Weekly Economic Review

Weekly Economic Review

19 May 2026

Global and Thai Economy

 

Financial markets remain cautious after Trump-Xi summit; Thai 1Q26 GDP +2.8%, momentum may soften ahead


Global


Global: Markets disappointed as U.S.–China talks in Beijing yielded no breakthroughs. Both sides agreed to strengthen cooperation under a framework of managed competition, ease geopolitical tensions, and support trade and investment. However, financial markets remained cautious amid limited details on tariff policies and tensions surrounding the Strait of Hormuz. Meanwhile, inflationary pressures stemming from heightened tensions in the Middle East have become more evident across major economies. In April, consumer inflation in the U.S. and the Eurozone accelerated to 3.8% YoY and 3.0% — the highest levels in 35 and 31 months, respectively — while U.S. producer inflation rose to a 40-month high of 6.0%. Rising inflation is increasing risks of slower economic growth and limiting the scope for monetary policy easing in the period ahead.

Weekly Economic Review

China: Trump’s recent visit to China signals an attempt to ease tensions based on “strategic stability” and “measured competition.” The preliminary promises include tariff reductions, increased purchases of certain goods, and the establishment of the “Board of Trade.” However, such efforts might prove fragile, and trade tensions could reignite through tariffs and export controls. Eventually, economic decoupling will continue.
 


Thailand


Thailand’s 1Q26 GDP surprised on the upside, supported by temporary factors but momentum may weaken. The NESDC reported GDP grew by 2.8% YoY in 1Q26, up from 2.5% in 4Q25 and surpassing both Krungsri Research’s and market expectations of 2.3% and 2.2%, respectively. Growth was driven by private consumption and investment, public consumption, and exports of goods and services. However, imports surged in 1Q26 while Thailand posted the first trade deficit in 14 quarters. The NESDC projected 2026 GDP growth at 1.5–2.5% (a median of 2.0%), incorporating the impact of Middle East tensions and domestic stimulus measures.

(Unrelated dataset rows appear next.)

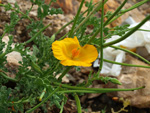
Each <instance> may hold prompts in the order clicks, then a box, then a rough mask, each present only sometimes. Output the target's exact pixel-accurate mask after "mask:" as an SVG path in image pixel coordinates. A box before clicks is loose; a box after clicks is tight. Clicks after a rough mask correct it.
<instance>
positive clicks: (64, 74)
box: [58, 66, 72, 80]
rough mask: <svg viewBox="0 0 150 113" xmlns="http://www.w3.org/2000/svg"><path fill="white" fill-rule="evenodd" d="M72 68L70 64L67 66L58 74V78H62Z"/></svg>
mask: <svg viewBox="0 0 150 113" xmlns="http://www.w3.org/2000/svg"><path fill="white" fill-rule="evenodd" d="M71 68H72V66H70V67H67V68H66V69H65V70H64V71H63V73H62V74H61V75H60V76H59V78H58V80H62V78H63V77H64V76H65V75H66V73H67V72H68V71H69V70H70V69H71Z"/></svg>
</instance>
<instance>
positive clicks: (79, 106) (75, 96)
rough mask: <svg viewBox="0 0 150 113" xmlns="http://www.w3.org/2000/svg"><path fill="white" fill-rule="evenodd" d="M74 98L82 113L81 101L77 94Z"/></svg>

The stronger-than-expected growth in 1Q26 was supported by temporary factors, including (i) front-loaded exports amid U.S. tariff uncertainty, (ii) front-loaded purchases of EVs, (iii) rebounding private investment following the election, and (iv) inventory accumulation. Looking ahead, despite policy support from mid-2026, the economy is set to lose momentum as Middle East tensions raise energy costs, disrupt supply chains, and weigh on tourism. Krungsri Research expects a quarter-on-quarter GDP contraction in 2Q26.